Rezension

Über das Artensterben.

Das Wesen des Lebens -

Das Wesen des Lebens
von Iida Turpeinen

Bewertet mit 5 Sternen

Kurzmeinung: Schockt. Höchste Zeit umzudenken.

Die Autorin stellt die Lebensläufe dreier berühmter Männer in den Vordergrund, einmal ist da der Naturforscher Georg Wilhelm Steller aus dem 18. Jahrhundert, dann der Politiker Johann Hampus Furuhjelm aus dem 19. Jahrhundert und den Ornithologen John Grönvall aus dem 20. Jahrhundert. Sie alle sind lose über die Stellersche Seekuh verbunden.
Der Roman zeigt auf, wie gnadenlos Menschen seit jeher mit der Natur umgehen. Gnadenlos und völlig ohne jede Empathie. Dabei stehen die Säugetiere nicht so viel tiefer als der Mensch, der sich gerne die Krone der Schöpfung nennt.
Ein kleines Beispiel auf S. 113: „Die Schiffe transportierten (von Alaska aus) die Felle in alle Welt, 51 315 Seeotterfelle, 831 396 Robbenfelle, 319 514 Biberfelle, 291 655 Fuchsfelle.“ Unmenschliche Grausamkeit gegenüber den Tieren hat genau so eine lange Tradition wie Umweltverschmutzung, denn auf einer Seereise wirft man seine Kleidung einfach über Bord, weil es günstiger ist, sie zu entsorgen und neu zu kaufen als sie zu waschen, äh, waschen zu lassen. Die Herrschaften würden sich doch nie selber die Finger schmutzig machen. Der Roman zeigt ebenfalls die Mechanismen von Rassismus und Misogynie auf; Frauen wurden in vielen Berufen nicht ernstgenommen.

Der Kommentar und das Leseerlebnis:
Iida Turpeinen zeigt sich als profunde Kennerin der Naturkunde und der Paläontologie. Mit vielen Details und menschlicher Anteilnahme an dem Leben der Forscher und der Frauen, die sie auf ihrer jeweiligen Lebensreise begleiteten, förderten und unterstützten, zeigt sie viele Facetten der Naturkunde. Der Roman bewegt sich sprachlich auf hohem Niveau.

Fazit: Die Tatsache, dass das Aussterben der Arten menschenverursacht ist, wurde lange geleugnet. Dass der Mensch bis heute keine Ehrfurcht vor dem Leben hat und alles seinem persönlichen Profitdenken unterordnet, dreht einem den Magen um. Deshalb sind solche Romane, wie sie Turpeinen schreibt, so unendlich wichtig. Wie hätte die Welt ausgesehen oder wie würde sie aussehen, wenn die Menschheit den Bewahrungsauftrag für die Schöpfung ernst nehmen würde! Solange dies nicht so ist, geht das Aussterben der Tier- und Pflanzenwelt weiter bis nur noch eine eintönige Welt übrig bleibt. Oder gar keine.

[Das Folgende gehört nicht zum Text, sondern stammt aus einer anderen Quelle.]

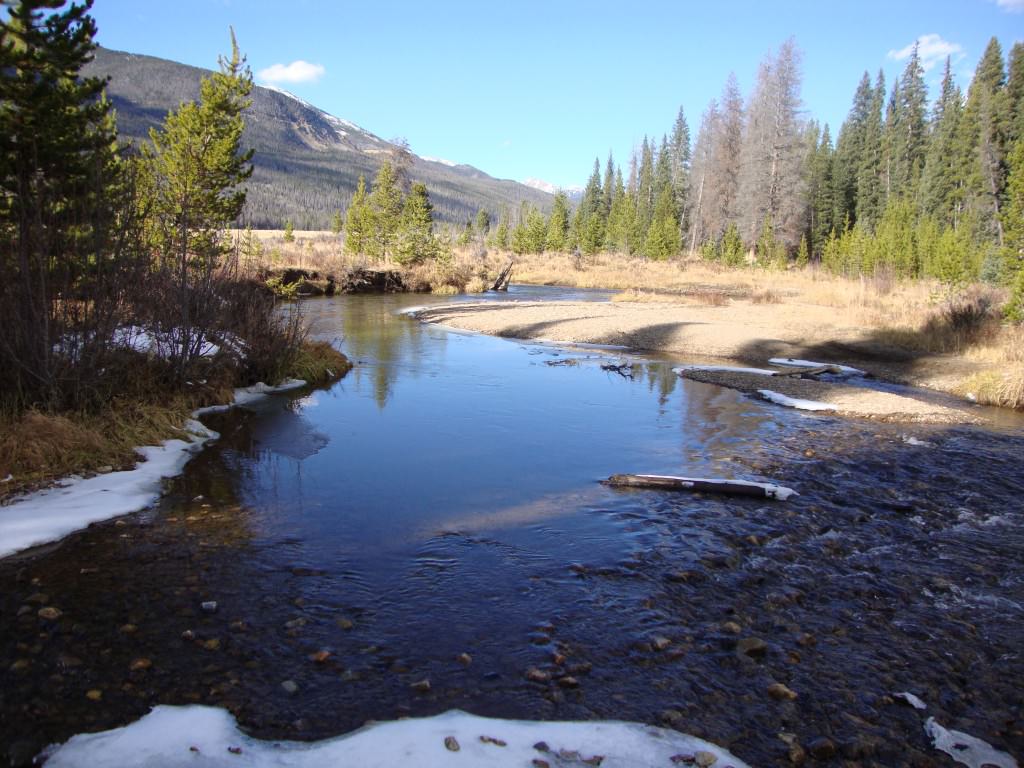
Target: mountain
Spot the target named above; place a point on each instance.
(307, 162)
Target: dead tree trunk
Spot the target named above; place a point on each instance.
(502, 284)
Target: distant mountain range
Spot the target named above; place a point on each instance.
(307, 162)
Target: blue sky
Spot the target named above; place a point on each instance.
(538, 89)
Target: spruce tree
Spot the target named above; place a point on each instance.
(357, 223)
(385, 205)
(558, 223)
(194, 169)
(415, 235)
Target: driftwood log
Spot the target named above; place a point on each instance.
(701, 485)
(502, 284)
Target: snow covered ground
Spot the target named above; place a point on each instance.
(781, 399)
(171, 736)
(53, 513)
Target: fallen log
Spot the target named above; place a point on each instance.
(702, 485)
(502, 284)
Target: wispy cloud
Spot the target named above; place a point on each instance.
(296, 72)
(933, 49)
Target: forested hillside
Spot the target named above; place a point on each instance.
(306, 163)
(910, 186)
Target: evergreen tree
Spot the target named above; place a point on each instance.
(945, 160)
(385, 205)
(910, 142)
(416, 238)
(59, 176)
(984, 129)
(194, 168)
(558, 223)
(357, 221)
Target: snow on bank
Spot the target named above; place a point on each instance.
(781, 399)
(728, 369)
(53, 513)
(967, 750)
(846, 370)
(197, 735)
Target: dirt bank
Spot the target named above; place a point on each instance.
(742, 332)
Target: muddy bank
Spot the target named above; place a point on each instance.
(743, 333)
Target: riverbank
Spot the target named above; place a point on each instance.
(739, 333)
(39, 448)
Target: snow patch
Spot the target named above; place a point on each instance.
(781, 399)
(729, 369)
(910, 699)
(967, 750)
(76, 502)
(847, 370)
(171, 736)
(51, 514)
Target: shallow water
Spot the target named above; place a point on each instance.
(442, 499)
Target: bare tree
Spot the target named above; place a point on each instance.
(771, 179)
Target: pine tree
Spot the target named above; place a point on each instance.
(59, 174)
(558, 223)
(415, 236)
(945, 160)
(357, 223)
(385, 204)
(850, 153)
(984, 130)
(194, 167)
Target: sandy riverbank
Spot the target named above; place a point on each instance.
(743, 333)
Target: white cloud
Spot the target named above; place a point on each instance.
(933, 49)
(297, 72)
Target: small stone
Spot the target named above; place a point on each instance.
(754, 647)
(672, 717)
(821, 749)
(781, 692)
(537, 676)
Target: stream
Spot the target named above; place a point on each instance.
(429, 534)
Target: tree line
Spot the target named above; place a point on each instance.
(907, 187)
(99, 247)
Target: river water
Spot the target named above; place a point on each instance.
(436, 516)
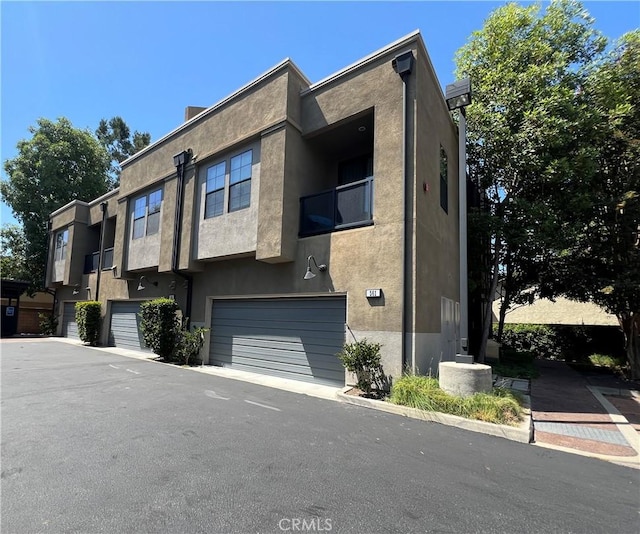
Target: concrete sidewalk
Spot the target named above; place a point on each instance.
(595, 416)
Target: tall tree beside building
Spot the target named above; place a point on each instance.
(116, 137)
(526, 67)
(58, 164)
(599, 256)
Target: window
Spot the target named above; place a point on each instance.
(62, 238)
(146, 214)
(214, 202)
(444, 181)
(240, 181)
(240, 169)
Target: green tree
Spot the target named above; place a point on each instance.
(13, 247)
(58, 164)
(526, 68)
(599, 259)
(116, 137)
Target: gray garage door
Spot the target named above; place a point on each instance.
(124, 326)
(69, 325)
(294, 338)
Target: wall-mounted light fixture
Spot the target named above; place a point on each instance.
(143, 280)
(309, 274)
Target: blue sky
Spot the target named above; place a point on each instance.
(146, 61)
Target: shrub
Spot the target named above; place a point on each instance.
(364, 359)
(189, 344)
(160, 326)
(500, 406)
(88, 317)
(48, 323)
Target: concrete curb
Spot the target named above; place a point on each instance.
(522, 433)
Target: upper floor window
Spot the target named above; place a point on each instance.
(146, 214)
(62, 238)
(239, 185)
(444, 181)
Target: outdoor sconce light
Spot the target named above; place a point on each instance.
(143, 279)
(458, 94)
(309, 275)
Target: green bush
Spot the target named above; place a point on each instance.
(573, 343)
(48, 323)
(500, 406)
(189, 344)
(88, 318)
(160, 325)
(364, 359)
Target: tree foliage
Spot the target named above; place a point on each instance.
(58, 164)
(116, 137)
(13, 247)
(526, 67)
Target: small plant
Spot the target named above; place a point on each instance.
(160, 326)
(608, 361)
(500, 406)
(189, 344)
(364, 359)
(88, 318)
(48, 323)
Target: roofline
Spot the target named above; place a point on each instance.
(364, 61)
(284, 63)
(83, 203)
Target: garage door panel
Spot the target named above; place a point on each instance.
(124, 326)
(292, 338)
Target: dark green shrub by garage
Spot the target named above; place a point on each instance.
(88, 318)
(161, 326)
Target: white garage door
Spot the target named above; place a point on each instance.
(294, 338)
(69, 325)
(124, 326)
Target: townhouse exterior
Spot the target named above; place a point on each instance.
(230, 211)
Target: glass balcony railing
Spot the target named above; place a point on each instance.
(91, 261)
(346, 206)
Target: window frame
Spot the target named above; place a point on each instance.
(144, 207)
(237, 177)
(62, 240)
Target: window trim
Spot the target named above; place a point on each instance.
(60, 252)
(148, 207)
(229, 186)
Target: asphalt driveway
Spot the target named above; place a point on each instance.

Kategorie: Roman mit Sachbuchanteil.
S. Fischer Verlag, 2024

Auszeichnung: Helsingin-Sanomat-Literaturpreis, Jahr?
Finlandia Preis - Nominierung

 

Kommentare

Steve Kaminski kommentierte am 02. September 2024 um 18:24

"Dass der Mensch bis heute keine Ehrfurcht vor dem Leben hat und alles seinem persönlichen Profitdenken unterordnet..." - So ist  es! Leider! Und diejenigen, die so weitermachen, feiern sich als Pragmatiker und diffamieren die anderen als Ideologen.

Emswashed kommentierte am 02. September 2024 um 19:12

Ich erinnere mich, dass es eins der Bücher war, das ich gern in einer Leserunde gehabt hätte. Wie schaffst Du das immer bloß?